But no power ensued to Stenovics. At the best his fate was a soft fall – a fall on to a cushioned shelf. The cup of Kravonia's iniquity, full with the Prince's murder, brimmed over with the punishment of the man who had caused it. The fight by the lock of Miklevni sealed Kravonia's fate. Civilization must be vindicated! Long columns of flat-capped soldiers begin to wind, like a great snake, over the summit of St. Peter's Pass. Sophy watched them through a telescope from the old wall of Volseni.

"Our work is done. Monseigneur has mightier avengers," she said.

XXIV
TRUE TO HER LOVE

Volseni forgave Sophy its dead and wounded sons. Her popularity blazed up in a last fierce, flickering fire. The guns were taken; they would not go to Slavna; they would never batter the walls of Volseni into fragments. Slavna might be defied again. That was the great thing to Volseni, and it made little account of the snakelike line which crawled over St. Peter's Pass, and down to Dobrava, and on to Slavna. Let Slavna – hated Slavna – reckon with that! And if the snake – or another like it – came to Volseni? Well, that was better than knuckling down to Slavna. To-night King Sergius was avenged, and Queen Sophia had returned in victory!

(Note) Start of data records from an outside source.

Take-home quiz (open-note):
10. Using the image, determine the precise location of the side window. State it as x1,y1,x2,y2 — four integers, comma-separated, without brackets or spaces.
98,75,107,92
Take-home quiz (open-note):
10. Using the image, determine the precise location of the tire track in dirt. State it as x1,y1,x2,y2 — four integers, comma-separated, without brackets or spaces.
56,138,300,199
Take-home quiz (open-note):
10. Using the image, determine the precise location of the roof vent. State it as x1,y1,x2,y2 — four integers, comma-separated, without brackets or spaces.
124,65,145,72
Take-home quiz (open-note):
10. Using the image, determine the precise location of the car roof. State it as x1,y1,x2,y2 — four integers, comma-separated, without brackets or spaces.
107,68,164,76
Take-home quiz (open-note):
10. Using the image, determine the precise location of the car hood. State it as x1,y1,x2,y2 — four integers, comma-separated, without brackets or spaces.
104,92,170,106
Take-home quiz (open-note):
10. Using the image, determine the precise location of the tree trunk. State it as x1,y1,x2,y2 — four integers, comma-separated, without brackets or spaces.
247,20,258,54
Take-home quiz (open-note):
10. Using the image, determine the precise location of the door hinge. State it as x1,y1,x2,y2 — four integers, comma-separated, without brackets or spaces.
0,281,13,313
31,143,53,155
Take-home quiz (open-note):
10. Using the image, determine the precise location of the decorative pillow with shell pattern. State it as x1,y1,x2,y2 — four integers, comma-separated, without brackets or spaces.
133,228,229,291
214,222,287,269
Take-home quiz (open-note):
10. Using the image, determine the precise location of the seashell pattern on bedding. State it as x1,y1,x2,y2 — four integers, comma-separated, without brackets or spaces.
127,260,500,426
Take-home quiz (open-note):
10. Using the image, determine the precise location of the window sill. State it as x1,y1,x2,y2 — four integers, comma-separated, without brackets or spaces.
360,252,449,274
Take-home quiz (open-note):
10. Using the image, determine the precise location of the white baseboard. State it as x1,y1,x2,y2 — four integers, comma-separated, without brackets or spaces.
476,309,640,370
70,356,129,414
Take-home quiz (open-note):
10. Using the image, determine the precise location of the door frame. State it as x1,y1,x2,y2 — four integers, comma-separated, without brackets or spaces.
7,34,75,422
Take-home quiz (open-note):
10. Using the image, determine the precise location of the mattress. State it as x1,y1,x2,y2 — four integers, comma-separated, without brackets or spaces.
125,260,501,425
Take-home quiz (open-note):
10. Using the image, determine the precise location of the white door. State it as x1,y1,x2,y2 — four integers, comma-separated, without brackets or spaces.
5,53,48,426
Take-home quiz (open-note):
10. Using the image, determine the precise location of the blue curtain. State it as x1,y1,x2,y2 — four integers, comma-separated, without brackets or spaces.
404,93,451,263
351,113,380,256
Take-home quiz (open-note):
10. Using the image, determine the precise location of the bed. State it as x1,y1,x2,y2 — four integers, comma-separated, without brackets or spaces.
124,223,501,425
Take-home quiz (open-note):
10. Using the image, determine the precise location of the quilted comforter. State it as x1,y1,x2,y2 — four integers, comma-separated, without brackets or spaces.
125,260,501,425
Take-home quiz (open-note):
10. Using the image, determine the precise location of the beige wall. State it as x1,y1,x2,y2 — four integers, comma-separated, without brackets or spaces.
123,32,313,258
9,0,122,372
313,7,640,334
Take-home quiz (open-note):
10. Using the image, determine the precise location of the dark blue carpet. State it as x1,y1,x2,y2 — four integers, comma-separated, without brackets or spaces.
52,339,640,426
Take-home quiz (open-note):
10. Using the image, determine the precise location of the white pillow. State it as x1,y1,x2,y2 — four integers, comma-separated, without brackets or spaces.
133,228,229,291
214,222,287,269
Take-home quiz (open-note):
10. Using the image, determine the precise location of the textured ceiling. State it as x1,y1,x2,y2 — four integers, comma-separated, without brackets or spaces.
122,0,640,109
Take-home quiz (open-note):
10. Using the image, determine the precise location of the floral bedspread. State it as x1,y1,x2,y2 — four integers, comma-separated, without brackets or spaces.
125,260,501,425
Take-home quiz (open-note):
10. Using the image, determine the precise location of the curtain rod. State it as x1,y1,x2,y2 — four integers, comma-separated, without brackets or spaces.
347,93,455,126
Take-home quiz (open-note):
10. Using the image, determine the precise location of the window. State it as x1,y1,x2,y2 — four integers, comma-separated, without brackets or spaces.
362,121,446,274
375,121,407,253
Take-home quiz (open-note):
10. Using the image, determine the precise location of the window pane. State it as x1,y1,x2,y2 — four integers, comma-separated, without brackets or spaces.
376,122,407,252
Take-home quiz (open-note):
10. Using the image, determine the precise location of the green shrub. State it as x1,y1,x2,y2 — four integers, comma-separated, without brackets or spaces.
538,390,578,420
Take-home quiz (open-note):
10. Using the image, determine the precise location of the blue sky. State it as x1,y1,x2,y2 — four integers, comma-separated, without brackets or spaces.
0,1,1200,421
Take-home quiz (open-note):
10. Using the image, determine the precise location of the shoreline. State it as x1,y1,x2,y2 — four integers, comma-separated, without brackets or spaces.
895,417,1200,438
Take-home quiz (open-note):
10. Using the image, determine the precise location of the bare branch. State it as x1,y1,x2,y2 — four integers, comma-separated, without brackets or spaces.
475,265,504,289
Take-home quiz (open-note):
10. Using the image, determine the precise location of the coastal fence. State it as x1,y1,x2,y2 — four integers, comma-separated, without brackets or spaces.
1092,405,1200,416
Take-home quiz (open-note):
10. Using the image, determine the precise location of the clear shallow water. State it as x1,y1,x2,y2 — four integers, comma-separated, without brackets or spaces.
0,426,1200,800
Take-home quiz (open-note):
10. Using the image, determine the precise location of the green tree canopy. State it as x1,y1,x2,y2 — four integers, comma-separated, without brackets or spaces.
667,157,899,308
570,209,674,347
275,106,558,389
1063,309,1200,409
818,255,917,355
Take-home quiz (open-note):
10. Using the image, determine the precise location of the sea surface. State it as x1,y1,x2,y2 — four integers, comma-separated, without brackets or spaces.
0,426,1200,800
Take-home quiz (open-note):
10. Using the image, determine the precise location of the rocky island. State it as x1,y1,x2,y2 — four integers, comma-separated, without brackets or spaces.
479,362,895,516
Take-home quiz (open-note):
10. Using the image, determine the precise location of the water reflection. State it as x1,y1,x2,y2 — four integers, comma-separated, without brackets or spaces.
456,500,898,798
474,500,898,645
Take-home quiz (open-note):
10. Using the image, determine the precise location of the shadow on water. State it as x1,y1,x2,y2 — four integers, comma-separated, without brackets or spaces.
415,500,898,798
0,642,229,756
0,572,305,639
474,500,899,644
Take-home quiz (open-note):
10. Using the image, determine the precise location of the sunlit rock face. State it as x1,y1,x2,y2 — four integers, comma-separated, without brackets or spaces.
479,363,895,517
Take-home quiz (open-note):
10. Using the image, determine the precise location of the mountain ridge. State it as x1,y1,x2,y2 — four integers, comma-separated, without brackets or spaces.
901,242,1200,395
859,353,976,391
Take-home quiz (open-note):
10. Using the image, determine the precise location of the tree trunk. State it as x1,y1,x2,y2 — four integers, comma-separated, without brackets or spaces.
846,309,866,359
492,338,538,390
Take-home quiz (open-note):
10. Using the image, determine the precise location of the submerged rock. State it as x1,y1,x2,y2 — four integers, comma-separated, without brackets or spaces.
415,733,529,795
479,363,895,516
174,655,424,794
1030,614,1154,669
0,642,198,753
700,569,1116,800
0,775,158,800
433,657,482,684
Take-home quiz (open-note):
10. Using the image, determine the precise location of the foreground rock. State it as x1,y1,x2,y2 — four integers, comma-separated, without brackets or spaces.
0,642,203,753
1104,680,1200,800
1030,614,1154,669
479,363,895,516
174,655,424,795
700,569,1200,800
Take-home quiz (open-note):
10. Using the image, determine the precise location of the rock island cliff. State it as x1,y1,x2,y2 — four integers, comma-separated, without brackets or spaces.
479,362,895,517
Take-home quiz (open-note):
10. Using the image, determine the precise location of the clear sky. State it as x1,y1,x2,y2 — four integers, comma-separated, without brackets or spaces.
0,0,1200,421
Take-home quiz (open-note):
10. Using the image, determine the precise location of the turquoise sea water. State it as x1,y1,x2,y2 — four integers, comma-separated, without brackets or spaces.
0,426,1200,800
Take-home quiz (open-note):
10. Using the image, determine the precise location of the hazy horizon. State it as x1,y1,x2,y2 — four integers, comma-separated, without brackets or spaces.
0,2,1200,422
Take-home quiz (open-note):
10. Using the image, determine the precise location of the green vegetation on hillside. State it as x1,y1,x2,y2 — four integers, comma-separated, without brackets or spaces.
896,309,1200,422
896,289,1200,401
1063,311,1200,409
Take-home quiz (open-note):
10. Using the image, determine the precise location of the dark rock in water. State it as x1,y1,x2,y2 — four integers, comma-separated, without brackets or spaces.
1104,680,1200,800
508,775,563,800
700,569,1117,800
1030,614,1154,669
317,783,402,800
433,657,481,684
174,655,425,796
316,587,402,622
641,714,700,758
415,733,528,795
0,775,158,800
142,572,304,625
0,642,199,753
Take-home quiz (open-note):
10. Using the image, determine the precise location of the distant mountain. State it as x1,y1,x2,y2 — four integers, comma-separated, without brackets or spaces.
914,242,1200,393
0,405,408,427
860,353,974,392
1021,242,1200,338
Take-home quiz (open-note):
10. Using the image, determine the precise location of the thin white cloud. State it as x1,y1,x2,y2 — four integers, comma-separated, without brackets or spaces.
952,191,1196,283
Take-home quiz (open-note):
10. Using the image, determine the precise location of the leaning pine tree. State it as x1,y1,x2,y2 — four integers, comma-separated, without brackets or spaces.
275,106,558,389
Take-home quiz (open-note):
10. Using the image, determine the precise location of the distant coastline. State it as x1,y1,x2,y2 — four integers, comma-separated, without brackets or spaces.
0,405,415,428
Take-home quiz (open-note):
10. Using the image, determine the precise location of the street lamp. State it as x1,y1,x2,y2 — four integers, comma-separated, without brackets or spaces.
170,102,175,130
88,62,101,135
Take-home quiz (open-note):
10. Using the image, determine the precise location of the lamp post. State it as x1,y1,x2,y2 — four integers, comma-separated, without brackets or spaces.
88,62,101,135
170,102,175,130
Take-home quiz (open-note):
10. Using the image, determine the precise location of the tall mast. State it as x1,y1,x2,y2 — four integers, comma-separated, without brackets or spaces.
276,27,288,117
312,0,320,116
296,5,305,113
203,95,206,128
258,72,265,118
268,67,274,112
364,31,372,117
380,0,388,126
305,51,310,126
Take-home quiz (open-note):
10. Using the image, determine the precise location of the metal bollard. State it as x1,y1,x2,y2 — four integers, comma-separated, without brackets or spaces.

For the first time since the King's death the bell of the ancient church rang joyously, and men sang and feasted in the gray city of the hills. Thirty from Volseni had beaten a hundred from Slavna; the guns were at the bottom of the Krath; it was enough. If Sophy had bidden them, they would have streamed down on Slavna that night in one of those fierce raids in which their forefathers of the Middle Ages had loved to swoop upon the plain.

But Sophy had no delusions. She saw her Crown – that fleeting phantom ornament, fitly foreseen in the visions of a charlatan – passing from her brow without a sigh. She had not needed Dunstanbury's arguments to prove to her that there was no place for her left in Kravonia. She was content to have it so; she had done enough. Sorrow had not passed from her face, but serenity had come upon it in fuller measure. She had struck for Monseigneur, and the blow was witness to her love. It was enough in her, and enough in little Volseni. Let the mightier avengers do the rest!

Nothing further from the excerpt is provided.